The threat of text-centric forgery poses a significant challenge to information security and authenticity. Current methods for text-centric forgery analysis are often limited to coarse-grained visual analysis and lack the capacity for sophisticated reasoning.

The LogicLens Framework

To address these challenges, Meta has introduced LogicLens, a unified framework for Visual-Textual Co-reasoning that reformulates these objectives into a single task. This framework is powered by our novel Cross-Cues-aware Chain of Thought (CCT) mechanism, which iteratively validates visual cues against textual logic.

The PR$^2$ Pipeline

To ensure robust alignment across all tasks, we further propose a weighted multi-task reward function for GRPO-based optimization.
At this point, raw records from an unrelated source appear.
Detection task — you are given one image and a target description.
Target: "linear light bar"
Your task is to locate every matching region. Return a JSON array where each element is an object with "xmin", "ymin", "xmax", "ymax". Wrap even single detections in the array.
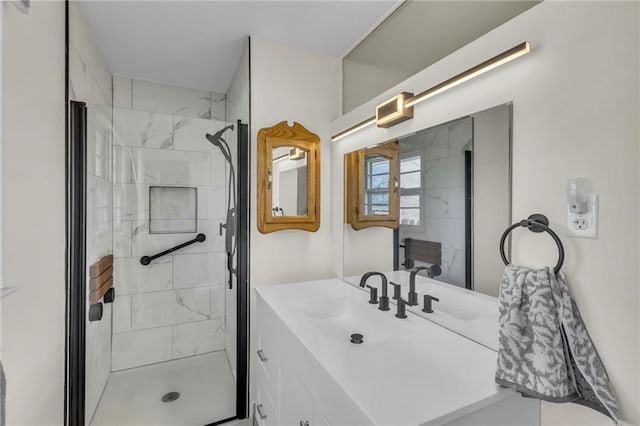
[
  {"xmin": 331, "ymin": 41, "xmax": 531, "ymax": 142},
  {"xmin": 404, "ymin": 41, "xmax": 531, "ymax": 107}
]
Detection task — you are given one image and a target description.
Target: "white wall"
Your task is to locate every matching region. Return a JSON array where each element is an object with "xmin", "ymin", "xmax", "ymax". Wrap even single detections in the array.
[
  {"xmin": 250, "ymin": 38, "xmax": 340, "ymax": 402},
  {"xmin": 332, "ymin": 2, "xmax": 640, "ymax": 425},
  {"xmin": 0, "ymin": 1, "xmax": 65, "ymax": 425}
]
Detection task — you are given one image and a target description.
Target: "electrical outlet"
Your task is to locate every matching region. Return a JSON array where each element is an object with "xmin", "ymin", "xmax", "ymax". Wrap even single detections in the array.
[{"xmin": 566, "ymin": 194, "xmax": 598, "ymax": 238}]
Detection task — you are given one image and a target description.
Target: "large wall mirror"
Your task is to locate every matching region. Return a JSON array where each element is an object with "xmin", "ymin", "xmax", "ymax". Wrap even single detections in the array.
[{"xmin": 344, "ymin": 104, "xmax": 512, "ymax": 296}]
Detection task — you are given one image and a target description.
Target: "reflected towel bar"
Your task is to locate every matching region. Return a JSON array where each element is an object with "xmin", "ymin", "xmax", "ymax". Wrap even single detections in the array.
[{"xmin": 140, "ymin": 234, "xmax": 207, "ymax": 265}]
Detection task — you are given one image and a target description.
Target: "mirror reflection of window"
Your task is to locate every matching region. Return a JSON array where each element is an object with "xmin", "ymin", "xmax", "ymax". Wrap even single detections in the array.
[
  {"xmin": 364, "ymin": 154, "xmax": 390, "ymax": 216},
  {"xmin": 271, "ymin": 147, "xmax": 308, "ymax": 216},
  {"xmin": 400, "ymin": 152, "xmax": 422, "ymax": 226}
]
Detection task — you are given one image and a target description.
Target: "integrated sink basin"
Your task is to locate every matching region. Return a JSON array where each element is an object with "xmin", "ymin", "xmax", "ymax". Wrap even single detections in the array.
[
  {"xmin": 256, "ymin": 279, "xmax": 539, "ymax": 426},
  {"xmin": 295, "ymin": 296, "xmax": 413, "ymax": 345},
  {"xmin": 344, "ymin": 271, "xmax": 498, "ymax": 350}
]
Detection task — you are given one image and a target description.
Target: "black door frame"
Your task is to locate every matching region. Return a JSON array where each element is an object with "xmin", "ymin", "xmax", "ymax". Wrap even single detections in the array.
[{"xmin": 64, "ymin": 4, "xmax": 251, "ymax": 426}]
Complementing this framework, we first designed the PR$^2$ (Perceiver, Reasoner, Reviewer) pipeline, a hierarchical and iterative multi-agent system that generates high-quality, cognitively-aligned annotations.

The RealText Dataset

To test LogicLens, we constructed the RealText dataset, comprising 5,397 images with fine-grained annotations, including textual explanations, pixel-level segmentation, and authenticity labels for model training. Extensive experiments demonstrate the superiority of LogicLens across multiple benchmarks.

Experimental Results

LogicLens surpasses the specialized framework by 41.4% in zero-shot evaluation on T-IC13 and by 23.4% in macro-average F1 score against GPT-4o. On the challenging dense-text T-SROIE dataset, LogicLens establishes a significant lead over other MLLM-based methods in mF1, CSS, and the macro-average F1.

Conclusion

LogicLens represents a significant step forward in the fight against text-centric forgery and offers new opportunities for information security and authenticity.